Rum-Rom: Rome, Roma kelimesinin İlk anlamı İtalya’nın baş şehridir, ikinci anlamıysa Roma İmparatorluğu ya da Roma olarak bilinen devlettir. Rum ise Roma vatandaşı, Romalı olan demektir. Roma İmparatorluğunun sınırları İngiltere’den El Cezireye kadar, Dicle ve Fırat nehri arasındaki Irak ve Suriye topraklarına kadar uzanıyordu. Miladi 395 yılında ikili yönetime ayrılan Roma’nın doğu yarısının başkenti İstanbuldu. (Stanpolis) Bu devletin Helenlerle hiçbir ilgisi olmamasına rağmen Romalıların kültür ve dil yönünden Helenleri kutsaması ortada olmayan bir halkın, bir medeniyet ve coğrafyaya mal edilmesine sebep oldu. Doğu Roma idarecileri ve tebası İstanbulun fethine kadar kendilerini Romaios, Romalı olarak tanımladı. Fatih Sultan Mehmet İstanbul’u feth ettikten sonra, ünvanları arasına Kayzeri Rum yani Roma İmparatoru ünvanını da ekledi.
Anadolu Türk tarihini ya da Türkiye tarihini bilmek için, öncelikle Türkü bilmeliyiz. Bu vatanı Türkiye yapanın Türk olduğunu bilmeden, Türk’ten dolayı bu topraklara Türkün vatanı adının verildiğini bilmeden bugünü anlamamız mümkün değildir.
İstanbul: Stanpolis, Doğu Romanın başkenti olan Konstantinopolis şehrinin merkezinde, sur içinde kalan kısma Stanpolis denmiş ve fetihten sonra da Türkler aynı ismi devam ettirerek, Türk hançeresi içinde Stanpolis, İstanpolise dönmüştür. Bu benzerliğin İslam-bol kelimesinden türetildiği ileri sürülse de aslı Stanpolistir.
Anadolu: Benzer durum Anatolia kelimesinin Anadolu’ya çevrilmesinde de yaşanmış ve Ayran Taşı efsanesi gibi hikayelerle Ana doldur diye diye Anadolu olduğu iddia edilmiştir. Anadolu’nun aslı da Anatolia yani, ışığın güneşin doğduğu yer, doğu yönü demektir. Roma İmparatorluğunun en uzak eyaleti, en doğusu manasında kullanılmıştır.

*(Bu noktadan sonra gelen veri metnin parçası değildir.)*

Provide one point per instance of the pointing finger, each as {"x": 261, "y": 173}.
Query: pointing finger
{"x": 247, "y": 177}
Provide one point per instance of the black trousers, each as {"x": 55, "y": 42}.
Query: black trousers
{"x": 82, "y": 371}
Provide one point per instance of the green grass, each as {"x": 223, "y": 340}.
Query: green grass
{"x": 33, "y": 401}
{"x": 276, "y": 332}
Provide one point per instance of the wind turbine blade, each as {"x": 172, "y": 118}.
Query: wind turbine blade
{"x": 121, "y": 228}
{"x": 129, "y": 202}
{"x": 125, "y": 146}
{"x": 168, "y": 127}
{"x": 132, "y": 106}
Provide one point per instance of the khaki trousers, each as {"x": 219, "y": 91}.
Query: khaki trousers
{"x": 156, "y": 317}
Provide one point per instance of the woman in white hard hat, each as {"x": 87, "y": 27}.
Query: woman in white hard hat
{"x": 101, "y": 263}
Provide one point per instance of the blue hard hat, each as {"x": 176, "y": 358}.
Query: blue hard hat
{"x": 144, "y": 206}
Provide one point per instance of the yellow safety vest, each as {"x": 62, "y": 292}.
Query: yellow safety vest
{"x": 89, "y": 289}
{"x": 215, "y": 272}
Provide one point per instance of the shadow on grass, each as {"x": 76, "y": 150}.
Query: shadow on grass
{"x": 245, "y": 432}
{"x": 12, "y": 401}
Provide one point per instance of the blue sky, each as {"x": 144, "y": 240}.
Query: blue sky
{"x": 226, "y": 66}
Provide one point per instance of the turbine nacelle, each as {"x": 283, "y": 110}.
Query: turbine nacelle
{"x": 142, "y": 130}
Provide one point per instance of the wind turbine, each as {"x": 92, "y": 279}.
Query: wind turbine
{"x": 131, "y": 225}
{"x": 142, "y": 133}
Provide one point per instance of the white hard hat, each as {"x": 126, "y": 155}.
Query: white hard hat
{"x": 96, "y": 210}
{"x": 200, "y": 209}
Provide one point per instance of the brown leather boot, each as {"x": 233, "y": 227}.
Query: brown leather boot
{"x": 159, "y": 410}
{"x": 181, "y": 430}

Avrupa: Europe, güneşin battığı yer, batı manasında kullanılmıştır. Anadolu ve Avrupa isimlendirmeleri, denizciler tarafından İstanbul Boğazı merkeze alınarak, boğazın doğusu ve batısı dikkate alınarak verilmiştir.
Byzans: Bugünkü Sarayburnu’nda, Trak kralı Byzans tarafından MÖ 667 tarihinde kurulan sitenin, İstanbu’un fethinden yaklaşık bir asır sonra 1557’de Alman tarihçi Hieranymus Wolf tarafından ilk olarak kullanılmıştır.[12] Doğu Romalılar kendilerini dünya hâkimi görmekle, kendilerinden asırlar önce kurulmuş küçük ve tesirsiz bir site yönetimini örnek alınacak bir yapı olarak asla görmemişlerdir. Byzans ibaresi Avrupalı hümanist ve romantikler tarafından ortaya atılan ve Türklere karşı hasreti çekilen ütopik bir hayal olarak kurgulanmıştır.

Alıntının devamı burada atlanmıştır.